For more than a century, global statistics on mortality and causes of death have been crucial for tracking the impact of disease on population health and measuring the effectiveness of health programs and interventions in saving lives. . Estimates of excess COVID-19 mortality are a stark reminder of the importance of understanding exactly how many people are dying and from what cause.
Since its inception in 1948, the WHO has required all Member States to report mortality data and has collected this information in the WHO Mortality Database. Today, this unique database is the oldest and largest of its kind, containing data from more than 120 countries and regions by cause, year, sex and age.
The portal is an important step in ensuring that mortality data is used to drive impact in countries. Among other features, users can now filter and compare information by disease category or age group. They can also use interactive visualizations to view data by number of deaths, death rate per 100,000, or as a percentage of total deaths.
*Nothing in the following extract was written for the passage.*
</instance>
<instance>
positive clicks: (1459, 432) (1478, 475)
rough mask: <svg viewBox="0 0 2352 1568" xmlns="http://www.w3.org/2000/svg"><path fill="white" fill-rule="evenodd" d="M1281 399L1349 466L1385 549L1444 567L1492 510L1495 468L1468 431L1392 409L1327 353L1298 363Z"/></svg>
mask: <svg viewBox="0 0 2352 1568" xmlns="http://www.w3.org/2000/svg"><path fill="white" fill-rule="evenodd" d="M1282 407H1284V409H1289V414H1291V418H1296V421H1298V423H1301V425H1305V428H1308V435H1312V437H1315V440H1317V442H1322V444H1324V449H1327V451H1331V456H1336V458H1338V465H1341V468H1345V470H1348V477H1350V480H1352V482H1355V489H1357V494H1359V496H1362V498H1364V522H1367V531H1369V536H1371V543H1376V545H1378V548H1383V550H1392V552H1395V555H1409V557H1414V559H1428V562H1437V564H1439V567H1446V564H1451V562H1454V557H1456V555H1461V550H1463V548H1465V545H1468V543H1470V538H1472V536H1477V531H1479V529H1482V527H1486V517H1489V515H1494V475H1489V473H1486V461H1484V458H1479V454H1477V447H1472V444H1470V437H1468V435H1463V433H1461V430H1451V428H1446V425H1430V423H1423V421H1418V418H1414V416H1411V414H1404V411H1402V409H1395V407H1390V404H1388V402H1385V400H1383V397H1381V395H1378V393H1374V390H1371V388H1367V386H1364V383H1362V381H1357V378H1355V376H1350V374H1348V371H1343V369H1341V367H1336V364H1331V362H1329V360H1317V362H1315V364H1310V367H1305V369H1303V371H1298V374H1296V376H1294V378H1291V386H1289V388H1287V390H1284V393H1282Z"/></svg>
By clearly illustrating gaps and trends, the database also allows users to identify how countries are performing in terms of inequality over time. This provides powerful information to guide policies that reduce health disparities both within and between countries.
“The WHO Mortality Database Visualization Portal comes at a time when the world urgently needs better access to reliable, timely and transparent mortality data,” says Dr Samira Asma , Assistant Director General for Data, Analytics and Delivery at WHO. “We urge all stakeholders to use this portal to improve policy design and prevent premature deaths.”
Currently, the portal contains data representing 36% of all deaths worldwide, with a range of 90% for US and European regions to less than 10% for African and Southeast Asian regions. Global initiatives are underway to help countries improve their civil registration and vital statistics systems as the key to generating accurate and timely cause of death information.
“By investing in modern and sustainable health information systems, we can fill critical gaps and improve cause of death reporting in line with international classification standards,” adds Steve MacFeely, Chief Data and Analytics Officer. at the WHO. “This is crucial to accurately tracking progress towards the WHO’s triple billion targets and the Sustainable Development Goals.”
As of April 2022, data on causes of death are presented using the 10th version of the International Classification of Diseases. However, efforts are underway to transition to ICD-11, which entered into force on January 1, 2022, as agreed by all Member States at the 72nd World Health Assembly in 2019.